U.S. Sanctions Hunt For More: Journalists May Likely Be Included – Source
Amid the imposition of sanctions on Liberian Government officials by the United States Government’s Department of the Treasury, through the Global Magnitsky Human Rights Accountability Act for human rights abuses and corruption, latest information gathered by the GNN-Liberia has revealed that targeted media practitioners in this process are no exception due to their unprofessional role played over the years as journalists.
According to GNN Liberia source abroad, many of these Liberian media practitioners allegedly have what is been considered as a very close ties with many of those who have been sanctioned by the United States Government are said to be under high consideration for the next round of sanctions, the source noted.
It is not however cleared as to which one of the media practitioners allegedly accused of having close contact with designated Liberian government officials who have been sanctioned by the United States Government’s Department of the Treasury, Global Magnitsky Human Rights Accountability Act.
This round of sanctions comes on the occasion of International Anti-Corruption Day and the opening of the Conference of States Parties to the UN Convention Against Corruption on December 11, 2023. The United States said they are taking the following actions to promote accountability for corrupt actors around the world, including Liberia.
Last Friday, December 8th, the US Gov’t also placed similar sanctions on the Mayor of the City of Monrovia, Jefferson Tamba Koijee, who is also the Secretary General of the outgoing Coalition for Democratic Change (CDC).
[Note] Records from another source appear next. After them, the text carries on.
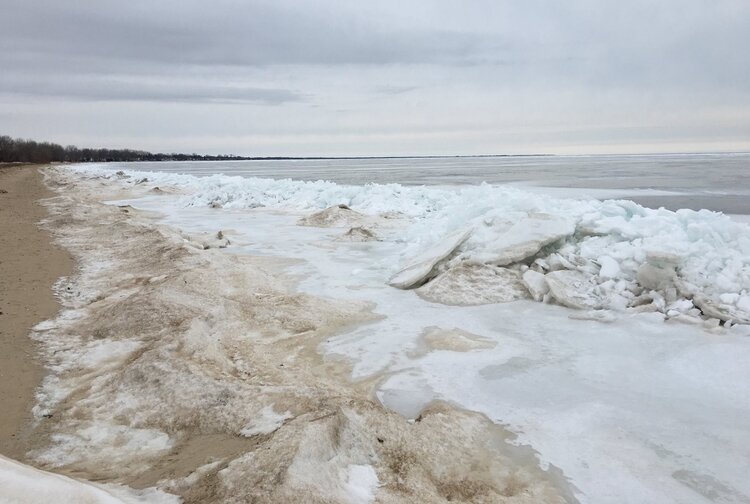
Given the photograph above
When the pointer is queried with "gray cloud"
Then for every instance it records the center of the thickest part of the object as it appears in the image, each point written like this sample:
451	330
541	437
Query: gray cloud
437	75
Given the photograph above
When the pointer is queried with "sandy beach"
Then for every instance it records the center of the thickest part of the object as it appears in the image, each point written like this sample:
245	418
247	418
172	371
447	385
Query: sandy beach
30	263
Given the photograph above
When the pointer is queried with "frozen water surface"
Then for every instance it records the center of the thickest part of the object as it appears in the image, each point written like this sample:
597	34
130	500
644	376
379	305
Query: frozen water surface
632	408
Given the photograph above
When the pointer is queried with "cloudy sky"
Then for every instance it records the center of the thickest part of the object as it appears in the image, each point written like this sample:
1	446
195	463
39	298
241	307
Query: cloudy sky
343	77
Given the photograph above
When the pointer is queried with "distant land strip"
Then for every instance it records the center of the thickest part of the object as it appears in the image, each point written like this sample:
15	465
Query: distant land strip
19	150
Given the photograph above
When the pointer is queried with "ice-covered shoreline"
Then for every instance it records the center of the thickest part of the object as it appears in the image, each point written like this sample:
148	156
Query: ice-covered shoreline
179	366
620	255
615	399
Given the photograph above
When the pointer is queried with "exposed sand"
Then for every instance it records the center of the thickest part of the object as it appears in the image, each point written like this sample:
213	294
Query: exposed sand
29	265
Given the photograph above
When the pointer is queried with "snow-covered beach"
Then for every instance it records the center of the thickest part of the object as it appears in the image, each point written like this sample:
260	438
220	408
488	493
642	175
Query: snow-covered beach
607	341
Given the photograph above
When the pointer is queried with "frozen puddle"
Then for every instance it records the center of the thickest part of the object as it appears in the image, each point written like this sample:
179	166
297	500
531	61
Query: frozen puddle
630	408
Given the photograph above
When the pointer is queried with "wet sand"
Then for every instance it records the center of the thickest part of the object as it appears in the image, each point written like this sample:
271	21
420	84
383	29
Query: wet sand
30	263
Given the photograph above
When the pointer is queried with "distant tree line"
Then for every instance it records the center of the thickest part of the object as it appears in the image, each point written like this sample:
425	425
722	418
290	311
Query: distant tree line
17	150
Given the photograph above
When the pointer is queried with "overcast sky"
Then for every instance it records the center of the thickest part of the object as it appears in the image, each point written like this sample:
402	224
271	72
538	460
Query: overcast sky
344	77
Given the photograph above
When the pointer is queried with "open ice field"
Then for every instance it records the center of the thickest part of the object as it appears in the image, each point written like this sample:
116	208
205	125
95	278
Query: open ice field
613	339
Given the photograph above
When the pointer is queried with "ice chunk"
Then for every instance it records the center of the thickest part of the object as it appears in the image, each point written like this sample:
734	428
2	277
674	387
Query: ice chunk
526	238
474	284
743	304
335	216
573	289
720	311
610	267
421	268
536	284
360	483
358	234
656	277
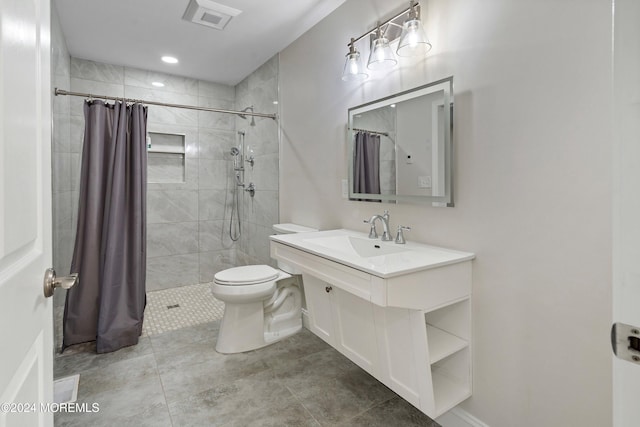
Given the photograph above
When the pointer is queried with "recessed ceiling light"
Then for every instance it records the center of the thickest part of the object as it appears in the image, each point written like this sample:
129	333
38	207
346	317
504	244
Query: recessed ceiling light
170	59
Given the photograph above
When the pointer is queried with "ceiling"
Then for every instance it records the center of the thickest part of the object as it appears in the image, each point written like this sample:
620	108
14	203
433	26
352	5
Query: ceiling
137	33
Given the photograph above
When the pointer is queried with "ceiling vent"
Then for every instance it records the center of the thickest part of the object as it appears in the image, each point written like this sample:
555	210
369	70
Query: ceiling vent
209	13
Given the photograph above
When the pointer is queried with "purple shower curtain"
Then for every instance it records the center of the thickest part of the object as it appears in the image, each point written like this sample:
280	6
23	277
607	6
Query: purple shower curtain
366	163
107	304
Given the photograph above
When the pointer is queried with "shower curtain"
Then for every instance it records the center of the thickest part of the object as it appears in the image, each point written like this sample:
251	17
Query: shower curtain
107	304
366	163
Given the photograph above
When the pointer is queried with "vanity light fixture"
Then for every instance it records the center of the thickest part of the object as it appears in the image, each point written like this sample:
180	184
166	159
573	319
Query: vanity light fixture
353	69
413	41
381	57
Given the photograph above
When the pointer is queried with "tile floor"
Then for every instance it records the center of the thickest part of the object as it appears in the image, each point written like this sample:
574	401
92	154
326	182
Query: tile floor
176	378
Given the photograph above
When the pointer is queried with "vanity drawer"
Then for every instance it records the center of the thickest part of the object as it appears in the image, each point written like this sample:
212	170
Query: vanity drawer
349	279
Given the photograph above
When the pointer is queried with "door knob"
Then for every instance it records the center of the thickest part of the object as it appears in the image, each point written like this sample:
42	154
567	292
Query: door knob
51	282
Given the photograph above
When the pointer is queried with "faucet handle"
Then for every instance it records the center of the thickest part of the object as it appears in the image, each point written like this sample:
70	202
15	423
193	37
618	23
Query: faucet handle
400	236
373	233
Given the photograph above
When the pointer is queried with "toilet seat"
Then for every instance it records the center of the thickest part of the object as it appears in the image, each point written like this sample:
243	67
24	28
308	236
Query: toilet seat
246	275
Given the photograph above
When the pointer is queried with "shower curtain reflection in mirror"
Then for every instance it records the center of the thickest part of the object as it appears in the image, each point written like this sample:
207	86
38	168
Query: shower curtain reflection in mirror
107	305
366	163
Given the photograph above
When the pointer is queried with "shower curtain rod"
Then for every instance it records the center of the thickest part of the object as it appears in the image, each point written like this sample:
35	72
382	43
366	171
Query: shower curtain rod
371	131
163	104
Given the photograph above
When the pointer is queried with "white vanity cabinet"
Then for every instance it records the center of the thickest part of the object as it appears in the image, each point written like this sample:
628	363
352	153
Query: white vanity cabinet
411	331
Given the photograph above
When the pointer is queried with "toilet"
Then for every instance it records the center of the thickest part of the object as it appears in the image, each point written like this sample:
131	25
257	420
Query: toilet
262	304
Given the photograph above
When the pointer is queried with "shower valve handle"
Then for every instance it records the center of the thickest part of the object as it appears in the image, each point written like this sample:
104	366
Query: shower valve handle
51	282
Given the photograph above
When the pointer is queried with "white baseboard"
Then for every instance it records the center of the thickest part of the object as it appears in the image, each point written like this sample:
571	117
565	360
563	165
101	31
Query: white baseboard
458	417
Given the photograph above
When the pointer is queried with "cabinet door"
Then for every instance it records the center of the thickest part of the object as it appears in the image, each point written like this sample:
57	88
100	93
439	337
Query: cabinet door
319	306
354	327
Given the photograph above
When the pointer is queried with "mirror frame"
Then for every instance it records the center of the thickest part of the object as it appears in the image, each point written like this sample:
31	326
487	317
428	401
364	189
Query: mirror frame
445	85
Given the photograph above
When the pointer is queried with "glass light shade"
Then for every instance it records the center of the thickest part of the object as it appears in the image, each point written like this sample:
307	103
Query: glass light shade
413	40
381	56
353	69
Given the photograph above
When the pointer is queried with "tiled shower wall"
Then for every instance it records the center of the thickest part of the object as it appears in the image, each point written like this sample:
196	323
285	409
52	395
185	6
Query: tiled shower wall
64	199
260	90
188	223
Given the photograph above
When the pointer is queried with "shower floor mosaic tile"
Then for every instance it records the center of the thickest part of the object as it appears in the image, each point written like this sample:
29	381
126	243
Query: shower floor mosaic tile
176	308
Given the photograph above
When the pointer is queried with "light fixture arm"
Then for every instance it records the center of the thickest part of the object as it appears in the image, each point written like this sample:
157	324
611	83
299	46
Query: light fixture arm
414	7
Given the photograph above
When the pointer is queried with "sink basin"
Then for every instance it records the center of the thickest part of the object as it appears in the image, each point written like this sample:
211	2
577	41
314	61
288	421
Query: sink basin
365	248
382	259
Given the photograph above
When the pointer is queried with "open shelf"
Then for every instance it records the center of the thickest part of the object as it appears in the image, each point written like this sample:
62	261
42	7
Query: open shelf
442	344
166	150
447	392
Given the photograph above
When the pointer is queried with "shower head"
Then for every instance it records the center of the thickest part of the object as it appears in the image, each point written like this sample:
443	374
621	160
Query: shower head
253	119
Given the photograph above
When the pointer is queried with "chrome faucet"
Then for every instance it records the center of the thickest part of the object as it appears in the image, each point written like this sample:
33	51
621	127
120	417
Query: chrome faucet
373	233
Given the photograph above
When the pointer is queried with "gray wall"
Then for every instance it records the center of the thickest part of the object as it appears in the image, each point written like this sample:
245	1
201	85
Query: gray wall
188	222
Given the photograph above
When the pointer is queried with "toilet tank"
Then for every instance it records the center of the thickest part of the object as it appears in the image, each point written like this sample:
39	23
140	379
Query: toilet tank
289	228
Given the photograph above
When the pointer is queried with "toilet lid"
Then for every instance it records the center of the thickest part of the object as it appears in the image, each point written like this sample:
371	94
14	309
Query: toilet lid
246	275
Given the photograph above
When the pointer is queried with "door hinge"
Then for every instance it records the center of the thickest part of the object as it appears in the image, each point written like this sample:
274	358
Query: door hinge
625	340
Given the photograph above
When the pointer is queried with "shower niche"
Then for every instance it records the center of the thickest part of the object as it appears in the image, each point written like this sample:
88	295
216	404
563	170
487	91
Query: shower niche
166	158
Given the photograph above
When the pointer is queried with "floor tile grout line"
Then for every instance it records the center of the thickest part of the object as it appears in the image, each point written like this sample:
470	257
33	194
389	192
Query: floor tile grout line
295	396
164	393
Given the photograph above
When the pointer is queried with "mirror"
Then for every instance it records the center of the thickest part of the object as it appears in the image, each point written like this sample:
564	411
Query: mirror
400	147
The Treasury Department said that Mayor Koijee has a reputation for stoking violence and has a powerful grip on Monrovia’s youth. “He controls paramilitary-style organizations associated with the CDC, which allegedly recruits former combatants and recently released prisoners. OFAC has reason to believe that Koijee has instructed these organizations to violently disrupt demonstrations conducted by government critics or political opposition. Koijee and his supporters have been involved in violence in connection with: an opposition rally in July 2022, students attending a memorial service for former Liberian President Amos Sawyer in March 2022, an anti-rape protest in August 2020, a student graduation ceremony in December 2019, and an opposition rally in November 2018. Koijee has also engaged in corrupt acts, including bribery and misappropriation of state assets for use by private political movements and pressuring anti-corruption investigators to halt corruption investigations.”
Announcing Monday’s sanctions against the three men, the US Gov’t said, “Pursuant to Section 7031(c), the United States is publicly designating Tweah, Chie, and Nuquay, for their involvement in significant corruption by abusing their public positions through soliciting, accepting, and offering bribes to manipulate legislative processes and public funding, including legislative reporting and mining sector activity. As part of this action, their immediate family members are also designated, including their spouses Delecia Berry Tweah, Abigail Chie, and Ruthtoria Brown Nuquay, and Tweah and Nuquay’s minor children.